Step 2: simulate one fake dataset

Code
y = a + b * x + rng.normal(0, sigma, size=n)
fake = pd.DataFrame({"x": x, "y": y})
fake.head()
x y
0 2.40 54.953220
1 2.89 58.281149
2 0.85 50.090661
3 4.21 54.299003
4 3.02 59.002352

Step 3: fit the model and check intervals

Code
fit = smf.ols("y ~ x", data=fake).fit()
fit.summary()
OLS Regression Results
Dep. Variable: y R-squared: 0.758
Model: OLS Adj. R-squared: 0.740
Method: Least Squares F-statistic: 43.79
Date: Sun, 31 May 2026 Prob (F-statistic): 1.16e-05
Time: 23:02:00 Log-Likelihood: -35.690
No. Observations: 16 AIC: 75.38
Df Residuals: 14 BIC: 76.93
Df Model: 1
Covariance Type: nonrobust
coef std err t P>|t| [0.025 0.975]
Intercept 46.9749 1.037 45.278 0.000 44.750 49.200
x 2.9471 0.445 6.617 0.000 1.992 3.902
Omnibus: 2.138 Durbin-Watson: 2.423
Prob(Omnibus): 0.343 Jarque-Bera (JB): 1.558
Skew: -0.731 Prob(JB): 0.459
Kurtosis: 2.552 Cond. No. 4.54


Notes:
[1] Standard Errors assume that the covariance matrix of the errors is correctly specified.
Code
def slope_interval(model, level):
    alpha = 1 - level
    lo, hi = model.conf_int(alpha=alpha).loc["x"]
    return float(lo), float(hi)

for level in [0.50, 0.90]:
    lo, hi = slope_interval(fit, level)
    print(f"{int(level * 100)}% interval: ({lo:.2f}, {hi:.2f}); covers true slope? {lo < b < hi}")
50% interval: (2.64, 3.26); covers true slope? True
90% interval: (2.16, 3.73); covers true slope?

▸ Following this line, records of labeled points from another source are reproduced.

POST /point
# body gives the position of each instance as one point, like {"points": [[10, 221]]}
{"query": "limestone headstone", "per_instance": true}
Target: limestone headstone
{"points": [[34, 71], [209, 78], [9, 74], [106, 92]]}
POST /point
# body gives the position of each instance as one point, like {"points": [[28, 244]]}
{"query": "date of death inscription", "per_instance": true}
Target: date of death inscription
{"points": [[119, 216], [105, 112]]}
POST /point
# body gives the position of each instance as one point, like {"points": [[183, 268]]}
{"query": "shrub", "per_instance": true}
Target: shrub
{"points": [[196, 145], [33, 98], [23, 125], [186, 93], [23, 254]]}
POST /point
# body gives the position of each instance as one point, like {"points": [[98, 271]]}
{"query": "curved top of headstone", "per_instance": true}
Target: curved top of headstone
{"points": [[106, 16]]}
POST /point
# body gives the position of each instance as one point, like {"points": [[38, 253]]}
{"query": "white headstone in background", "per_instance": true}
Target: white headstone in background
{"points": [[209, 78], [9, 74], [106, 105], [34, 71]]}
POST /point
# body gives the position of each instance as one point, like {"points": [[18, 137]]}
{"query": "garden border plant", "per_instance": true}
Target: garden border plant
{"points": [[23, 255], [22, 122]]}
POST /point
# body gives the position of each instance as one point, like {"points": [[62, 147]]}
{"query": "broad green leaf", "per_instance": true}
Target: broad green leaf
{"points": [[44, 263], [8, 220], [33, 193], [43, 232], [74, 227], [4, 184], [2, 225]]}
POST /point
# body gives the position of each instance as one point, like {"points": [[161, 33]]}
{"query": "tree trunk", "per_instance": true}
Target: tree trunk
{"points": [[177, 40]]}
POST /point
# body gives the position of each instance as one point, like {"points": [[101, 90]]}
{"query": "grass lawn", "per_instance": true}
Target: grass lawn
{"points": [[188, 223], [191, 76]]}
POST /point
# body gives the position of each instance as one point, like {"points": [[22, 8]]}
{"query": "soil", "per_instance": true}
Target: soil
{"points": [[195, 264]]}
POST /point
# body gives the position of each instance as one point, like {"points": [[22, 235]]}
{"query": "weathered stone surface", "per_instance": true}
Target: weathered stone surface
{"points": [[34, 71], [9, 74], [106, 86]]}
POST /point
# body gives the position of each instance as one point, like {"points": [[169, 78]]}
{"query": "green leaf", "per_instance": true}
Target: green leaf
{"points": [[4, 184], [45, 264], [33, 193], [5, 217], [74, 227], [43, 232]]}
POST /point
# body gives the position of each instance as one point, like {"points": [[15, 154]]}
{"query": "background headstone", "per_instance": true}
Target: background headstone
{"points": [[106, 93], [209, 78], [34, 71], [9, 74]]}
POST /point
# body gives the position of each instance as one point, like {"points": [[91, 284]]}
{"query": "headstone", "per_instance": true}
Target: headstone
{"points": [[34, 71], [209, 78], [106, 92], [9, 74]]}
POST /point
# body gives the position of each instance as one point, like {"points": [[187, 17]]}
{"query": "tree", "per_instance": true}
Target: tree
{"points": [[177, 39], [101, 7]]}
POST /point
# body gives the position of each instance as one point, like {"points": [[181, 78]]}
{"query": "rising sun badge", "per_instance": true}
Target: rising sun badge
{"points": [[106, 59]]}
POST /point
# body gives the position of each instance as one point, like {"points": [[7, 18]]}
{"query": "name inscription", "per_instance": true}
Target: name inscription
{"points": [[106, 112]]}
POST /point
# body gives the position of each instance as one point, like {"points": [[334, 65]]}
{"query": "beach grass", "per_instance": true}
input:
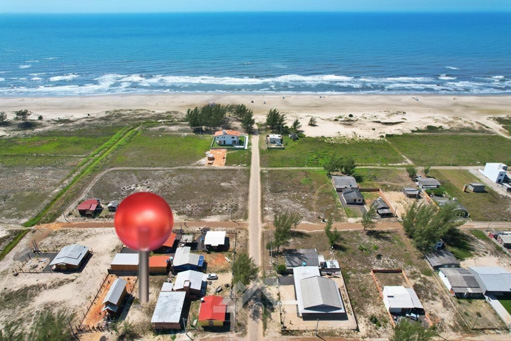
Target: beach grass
{"points": [[452, 149], [314, 152], [487, 206], [155, 149]]}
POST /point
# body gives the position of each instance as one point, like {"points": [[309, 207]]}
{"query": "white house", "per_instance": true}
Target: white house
{"points": [[227, 137], [399, 300], [496, 172]]}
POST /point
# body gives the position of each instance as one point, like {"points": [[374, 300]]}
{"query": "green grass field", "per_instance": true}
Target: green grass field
{"points": [[59, 143], [488, 206], [154, 149], [314, 152], [451, 149]]}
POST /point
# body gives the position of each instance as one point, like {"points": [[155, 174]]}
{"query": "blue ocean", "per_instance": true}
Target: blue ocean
{"points": [[60, 55]]}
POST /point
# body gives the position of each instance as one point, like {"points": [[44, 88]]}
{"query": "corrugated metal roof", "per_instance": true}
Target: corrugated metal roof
{"points": [[215, 238], [116, 290], [315, 296], [189, 278], [183, 256], [493, 279], [70, 254], [169, 307], [400, 297], [125, 259]]}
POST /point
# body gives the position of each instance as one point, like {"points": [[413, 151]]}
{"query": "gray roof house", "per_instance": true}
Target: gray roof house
{"points": [[442, 259], [382, 208], [317, 297], [493, 279], [460, 282], [70, 257], [184, 259], [353, 196], [169, 310], [428, 183], [301, 257], [344, 182], [411, 192], [115, 295], [190, 281]]}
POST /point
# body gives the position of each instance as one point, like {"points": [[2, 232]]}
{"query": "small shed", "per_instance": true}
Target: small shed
{"points": [[344, 182], [190, 281], [442, 259], [159, 264], [184, 260], [411, 192], [382, 208], [213, 311], [115, 297], [168, 313], [112, 206], [476, 187], [124, 263], [90, 207], [215, 240], [71, 257], [353, 197], [428, 183], [460, 282]]}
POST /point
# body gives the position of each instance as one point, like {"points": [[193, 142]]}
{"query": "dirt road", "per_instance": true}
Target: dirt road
{"points": [[255, 328]]}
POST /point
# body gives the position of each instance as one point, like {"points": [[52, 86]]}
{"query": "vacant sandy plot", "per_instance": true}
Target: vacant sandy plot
{"points": [[24, 295], [25, 190], [213, 193]]}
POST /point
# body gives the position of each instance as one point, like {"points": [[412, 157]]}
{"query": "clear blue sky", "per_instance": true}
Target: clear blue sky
{"points": [[110, 6]]}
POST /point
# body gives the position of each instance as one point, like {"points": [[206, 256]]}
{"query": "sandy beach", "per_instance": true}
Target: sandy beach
{"points": [[365, 116]]}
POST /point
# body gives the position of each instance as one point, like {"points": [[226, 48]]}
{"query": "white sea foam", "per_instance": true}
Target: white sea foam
{"points": [[66, 78]]}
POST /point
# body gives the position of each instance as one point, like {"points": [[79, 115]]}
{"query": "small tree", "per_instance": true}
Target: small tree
{"points": [[368, 221], [283, 223], [412, 172], [3, 118], [244, 269], [275, 120], [333, 235], [410, 331], [247, 122], [296, 125]]}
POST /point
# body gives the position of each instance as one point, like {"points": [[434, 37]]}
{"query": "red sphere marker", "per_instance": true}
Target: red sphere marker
{"points": [[143, 222]]}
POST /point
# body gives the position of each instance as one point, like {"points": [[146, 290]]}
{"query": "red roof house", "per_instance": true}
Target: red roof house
{"points": [[89, 207], [212, 311]]}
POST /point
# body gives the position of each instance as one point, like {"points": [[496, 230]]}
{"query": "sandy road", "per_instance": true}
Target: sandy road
{"points": [[255, 328]]}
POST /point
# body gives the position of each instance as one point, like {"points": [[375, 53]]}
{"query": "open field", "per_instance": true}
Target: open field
{"points": [[388, 179], [314, 152], [489, 206], [308, 192], [212, 193], [452, 149], [157, 149]]}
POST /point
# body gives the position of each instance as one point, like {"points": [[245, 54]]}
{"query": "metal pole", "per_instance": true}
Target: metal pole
{"points": [[143, 276]]}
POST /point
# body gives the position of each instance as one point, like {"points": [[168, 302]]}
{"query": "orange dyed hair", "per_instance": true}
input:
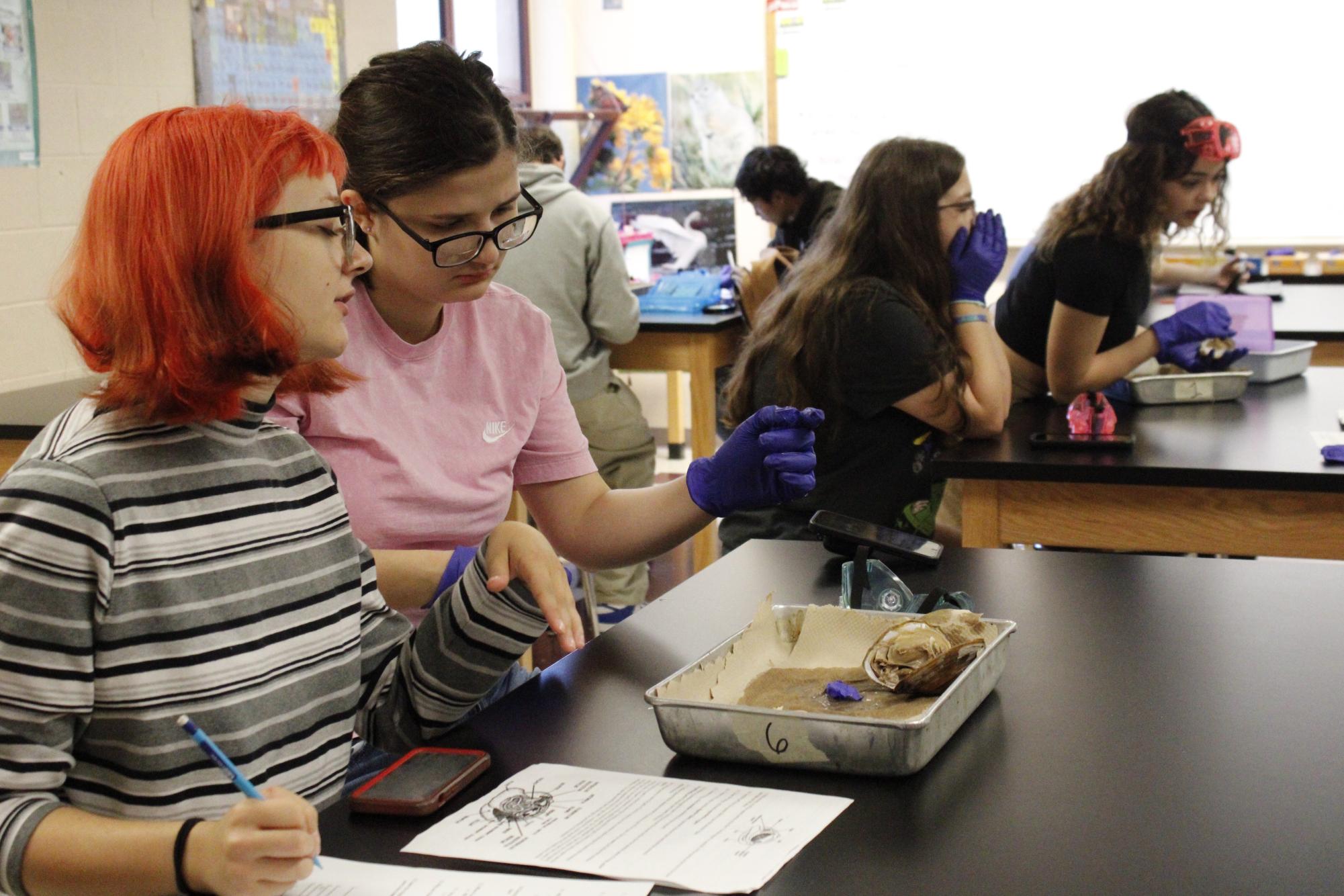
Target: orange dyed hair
{"points": [[162, 292]]}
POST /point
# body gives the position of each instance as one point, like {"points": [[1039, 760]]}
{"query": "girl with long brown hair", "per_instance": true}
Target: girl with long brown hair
{"points": [[1070, 314], [883, 327]]}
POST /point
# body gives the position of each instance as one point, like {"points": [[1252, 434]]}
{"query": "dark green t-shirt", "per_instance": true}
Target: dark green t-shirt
{"points": [[872, 460]]}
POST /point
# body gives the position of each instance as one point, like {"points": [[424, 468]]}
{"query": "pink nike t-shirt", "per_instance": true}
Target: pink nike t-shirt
{"points": [[429, 447]]}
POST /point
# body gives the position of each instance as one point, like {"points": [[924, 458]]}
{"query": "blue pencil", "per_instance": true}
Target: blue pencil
{"points": [[224, 762]]}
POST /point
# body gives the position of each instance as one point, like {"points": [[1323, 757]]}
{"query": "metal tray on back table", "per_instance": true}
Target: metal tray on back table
{"points": [[819, 741], [1177, 389]]}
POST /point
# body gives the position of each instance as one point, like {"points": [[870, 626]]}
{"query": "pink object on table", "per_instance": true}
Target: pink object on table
{"points": [[1253, 318]]}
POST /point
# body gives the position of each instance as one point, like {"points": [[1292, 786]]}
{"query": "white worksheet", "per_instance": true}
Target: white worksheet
{"points": [[342, 878], [717, 839]]}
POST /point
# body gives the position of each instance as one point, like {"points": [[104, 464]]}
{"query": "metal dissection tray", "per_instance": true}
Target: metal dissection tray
{"points": [[825, 742], [1177, 389]]}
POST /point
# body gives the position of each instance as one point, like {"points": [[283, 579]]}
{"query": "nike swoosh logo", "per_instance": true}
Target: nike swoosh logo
{"points": [[495, 431]]}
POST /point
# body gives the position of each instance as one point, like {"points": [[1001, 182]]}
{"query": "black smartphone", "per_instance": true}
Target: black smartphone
{"points": [[420, 782], [847, 530], [1085, 443]]}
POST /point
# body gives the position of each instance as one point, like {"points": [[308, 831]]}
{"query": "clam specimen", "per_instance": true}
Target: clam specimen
{"points": [[924, 656], [1215, 349]]}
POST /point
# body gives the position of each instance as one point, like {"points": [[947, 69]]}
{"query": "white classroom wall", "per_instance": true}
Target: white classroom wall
{"points": [[101, 65]]}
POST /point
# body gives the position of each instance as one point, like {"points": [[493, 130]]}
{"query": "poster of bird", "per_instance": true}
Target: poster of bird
{"points": [[717, 119]]}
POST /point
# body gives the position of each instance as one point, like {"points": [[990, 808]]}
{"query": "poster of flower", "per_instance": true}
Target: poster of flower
{"points": [[717, 120], [18, 85], [635, 158]]}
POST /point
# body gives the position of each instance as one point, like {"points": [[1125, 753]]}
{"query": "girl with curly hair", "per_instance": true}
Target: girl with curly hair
{"points": [[883, 327], [1070, 315]]}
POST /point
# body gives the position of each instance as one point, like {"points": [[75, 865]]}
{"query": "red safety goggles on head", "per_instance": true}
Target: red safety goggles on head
{"points": [[1208, 138]]}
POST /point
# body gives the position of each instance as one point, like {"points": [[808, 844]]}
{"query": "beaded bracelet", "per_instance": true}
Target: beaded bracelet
{"points": [[971, 319]]}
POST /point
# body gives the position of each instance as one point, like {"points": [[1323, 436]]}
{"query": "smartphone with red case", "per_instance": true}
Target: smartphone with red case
{"points": [[420, 782]]}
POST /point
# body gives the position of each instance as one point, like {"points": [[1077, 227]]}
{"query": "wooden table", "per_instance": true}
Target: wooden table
{"points": [[1237, 478], [1164, 726], [699, 345], [1310, 311]]}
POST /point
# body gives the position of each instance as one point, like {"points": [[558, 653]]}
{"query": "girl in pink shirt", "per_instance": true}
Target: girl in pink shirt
{"points": [[464, 397]]}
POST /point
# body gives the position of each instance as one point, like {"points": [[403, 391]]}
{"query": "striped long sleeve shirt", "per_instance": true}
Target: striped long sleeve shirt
{"points": [[150, 572]]}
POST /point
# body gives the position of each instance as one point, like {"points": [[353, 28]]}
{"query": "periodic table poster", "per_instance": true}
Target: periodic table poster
{"points": [[271, 54], [18, 85]]}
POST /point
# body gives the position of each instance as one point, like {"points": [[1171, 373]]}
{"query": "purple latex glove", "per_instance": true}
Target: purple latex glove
{"points": [[1194, 324], [1187, 357], [842, 691], [457, 565], [977, 257], [766, 461]]}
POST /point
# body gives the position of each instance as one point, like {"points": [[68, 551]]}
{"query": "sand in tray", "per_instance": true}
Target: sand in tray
{"points": [[804, 691]]}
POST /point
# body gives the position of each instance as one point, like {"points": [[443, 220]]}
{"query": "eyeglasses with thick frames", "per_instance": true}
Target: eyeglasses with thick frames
{"points": [[347, 222], [461, 249], [961, 209]]}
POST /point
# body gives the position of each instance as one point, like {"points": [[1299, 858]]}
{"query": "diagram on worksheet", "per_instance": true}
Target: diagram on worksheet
{"points": [[514, 812], [692, 835], [760, 832]]}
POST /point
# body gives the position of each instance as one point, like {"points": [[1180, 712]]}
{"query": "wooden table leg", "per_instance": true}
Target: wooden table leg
{"points": [[980, 515], [1328, 354], [705, 413], [676, 432]]}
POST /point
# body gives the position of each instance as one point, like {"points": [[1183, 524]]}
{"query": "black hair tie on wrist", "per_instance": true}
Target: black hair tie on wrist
{"points": [[179, 850]]}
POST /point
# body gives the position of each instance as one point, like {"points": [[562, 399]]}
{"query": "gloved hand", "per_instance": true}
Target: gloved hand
{"points": [[1185, 355], [977, 257], [766, 461], [1194, 324]]}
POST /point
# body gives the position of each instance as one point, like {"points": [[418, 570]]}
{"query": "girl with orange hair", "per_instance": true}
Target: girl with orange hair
{"points": [[165, 551]]}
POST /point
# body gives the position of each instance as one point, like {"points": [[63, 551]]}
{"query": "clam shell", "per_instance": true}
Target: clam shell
{"points": [[960, 625], [924, 656], [901, 649]]}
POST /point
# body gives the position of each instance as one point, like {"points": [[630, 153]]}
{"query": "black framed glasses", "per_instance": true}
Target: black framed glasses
{"points": [[347, 222], [460, 249], [962, 208]]}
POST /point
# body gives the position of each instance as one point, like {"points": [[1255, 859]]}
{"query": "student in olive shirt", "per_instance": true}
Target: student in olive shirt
{"points": [[1070, 314], [777, 186], [885, 328]]}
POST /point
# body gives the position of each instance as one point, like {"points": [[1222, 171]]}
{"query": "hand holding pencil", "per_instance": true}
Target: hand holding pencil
{"points": [[263, 846]]}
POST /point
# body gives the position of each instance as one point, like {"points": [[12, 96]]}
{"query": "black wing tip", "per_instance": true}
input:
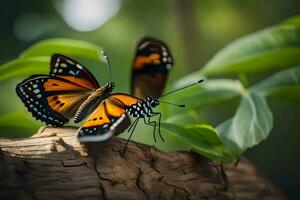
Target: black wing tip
{"points": [[200, 81]]}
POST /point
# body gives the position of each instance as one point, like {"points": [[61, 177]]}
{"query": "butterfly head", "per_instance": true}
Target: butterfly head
{"points": [[153, 101], [109, 86]]}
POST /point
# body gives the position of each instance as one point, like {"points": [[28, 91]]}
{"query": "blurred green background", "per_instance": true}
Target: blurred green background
{"points": [[194, 30]]}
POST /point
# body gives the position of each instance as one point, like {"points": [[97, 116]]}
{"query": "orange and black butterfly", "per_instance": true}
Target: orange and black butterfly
{"points": [[151, 66], [71, 91]]}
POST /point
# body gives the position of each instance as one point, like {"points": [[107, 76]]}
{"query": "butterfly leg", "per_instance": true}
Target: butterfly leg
{"points": [[130, 127], [132, 130], [152, 123], [159, 121]]}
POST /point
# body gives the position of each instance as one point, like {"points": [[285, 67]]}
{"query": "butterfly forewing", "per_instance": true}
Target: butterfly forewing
{"points": [[151, 64], [107, 120], [48, 104], [55, 98], [72, 70]]}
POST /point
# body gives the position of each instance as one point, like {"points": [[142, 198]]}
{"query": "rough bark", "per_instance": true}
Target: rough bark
{"points": [[53, 165]]}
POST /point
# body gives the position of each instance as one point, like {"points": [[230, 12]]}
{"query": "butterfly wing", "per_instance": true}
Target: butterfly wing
{"points": [[151, 65], [51, 99], [68, 68], [107, 120]]}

True

Step 4: repeat the fake-data experiment

Code
def one_coverage_sim(seed):
    local_rng = np.random.default_rng(seed)
    y_sim = a + b * x + local_rng.normal(0, sigma, size=n)
    model = smf.ols("y ~ x", data=pd.DataFrame({"x": x, "y": y_sim})).fit()

    covers = {}
    for level in [0.50, 0.68, 0.90, 0.95]:
        lo, hi = slope_interval(model, level)
        covers[f"ci_{int(level * 100)}"] = lo < b < hi

    slope_hat = model.params["x"]
    slope_se = model.bse["x"]
    covers["se_68"] = abs(b - slope_hat) < slope_se
    covers["se_95"] = abs(b - slope_hat) < 2 * slope_se
    return covers

n_fake = 1000
coverage = pd.DataFrame([one_coverage_sim(s) for s in range(1, n_fake + 1)])
coverage.mean()
ci_50    0.516
ci_68    0.703
ci_90    0.906
ci_95    0.947
se_68    0.691
se_95    0.939
dtype: float64
Code
coverage_summary = coverage.mean().rename({
    "ci_50": "50% interval",
    "ci_68": "68% interval",
    "ci_90": "90% interval",
    "ci_95": "95% interval",
    "se_68": "estimate +/- 1 se",
    "se_95": "estimate +/- 2 se",
})
coverage_summary.to_frame("empirical coverage")
empirical coverage
50% interval 0.516
68% interval 0.703
90% interval 0.906
95% interval 0.947
estimate +/- 1 se 0.691
estimate +/- 2 se 0.939

Because the fake data were generated from the same linear-normal model that is fit back to the simulations, empirical coverage should be close to the nominal interval levels, up to Monte Carlo error from using only 1000 fake datasets.